Great Chicago Rebuilding (1872)

This year, as part of the Forefront Fellowship, we were asked to think about how our work impacts or is impacted by technological advancements – and implicitly, the climate crisis we deal with today begins with the issue of technology. It is the slowly advancing march of industry and the harnessing of fossil fuels, accelerated in the mid-19th century, which is the identified cause of an increasingly warm and polluted planet – and the point at which all registrations of a marked shift in global climate begin. The Lower East Side of Manhattan, the site for what would become the first phase of our efforts on “The Big U”, has in many ways been shaped by the very forces that now challenge it – and provides an interesting look at the way in which thinking about resiliency expands quickly into a broader exercise.

Interstate 85 Construction in North Carolina (1958)

Beginning as a coastal marshland inhabited by the Lenape Indians, the LES’s early occupation as an agricultural area slowly expanded through shoreline reclamation to accommodate countless piers serving a global maritime trade, adjacent to factories and warehouses supplying these goods, as well as a tenement district housing workers and longshoremen.

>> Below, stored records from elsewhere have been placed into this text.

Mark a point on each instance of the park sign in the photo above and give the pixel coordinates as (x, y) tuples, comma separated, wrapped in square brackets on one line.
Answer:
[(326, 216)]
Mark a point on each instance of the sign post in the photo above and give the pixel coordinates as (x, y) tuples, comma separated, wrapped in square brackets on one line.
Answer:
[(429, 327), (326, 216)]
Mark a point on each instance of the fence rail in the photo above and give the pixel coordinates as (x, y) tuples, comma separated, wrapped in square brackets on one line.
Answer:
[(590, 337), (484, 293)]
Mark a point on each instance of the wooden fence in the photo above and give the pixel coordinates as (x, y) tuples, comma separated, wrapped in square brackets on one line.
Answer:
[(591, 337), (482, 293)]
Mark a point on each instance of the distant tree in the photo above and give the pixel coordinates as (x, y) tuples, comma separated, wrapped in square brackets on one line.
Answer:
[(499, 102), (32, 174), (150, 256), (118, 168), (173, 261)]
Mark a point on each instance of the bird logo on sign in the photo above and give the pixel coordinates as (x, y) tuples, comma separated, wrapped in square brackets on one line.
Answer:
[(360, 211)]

It is this same industry that helped contribute to worldwide carbon emissions, and the land, built at low elevations, that is now subject to the effects of sea level rise.

As maritime trade in Manhattan declined, migrating to ex-urban areas with room for growth and horizontal space for modern containerized shipping, it was supplanted by public housing, which would slowly concentrate poor and minority communities on this low lying land, and a decade later the FDR Drive – which would accommodate vehicular flow of goods and higher-income suburban commuters back into and out of the city on a daily basis. These flows of single-passenger vehicles and high-emissions trucks would cut off access to the waterfront for those still living in the area, while further contributing to global carbon emissions. And it is these same emissions that helped generate the 13.8’ storm surge of Hurricane Sandy, overtopping the roughly 8’ elevation coastal park and neighborhood, and sending the area’s population and poorly maintained public housing stock into a sustained crisis that lasts to this day.

Smoke Over New York City, 1936 (Fairchild Aerial Survey)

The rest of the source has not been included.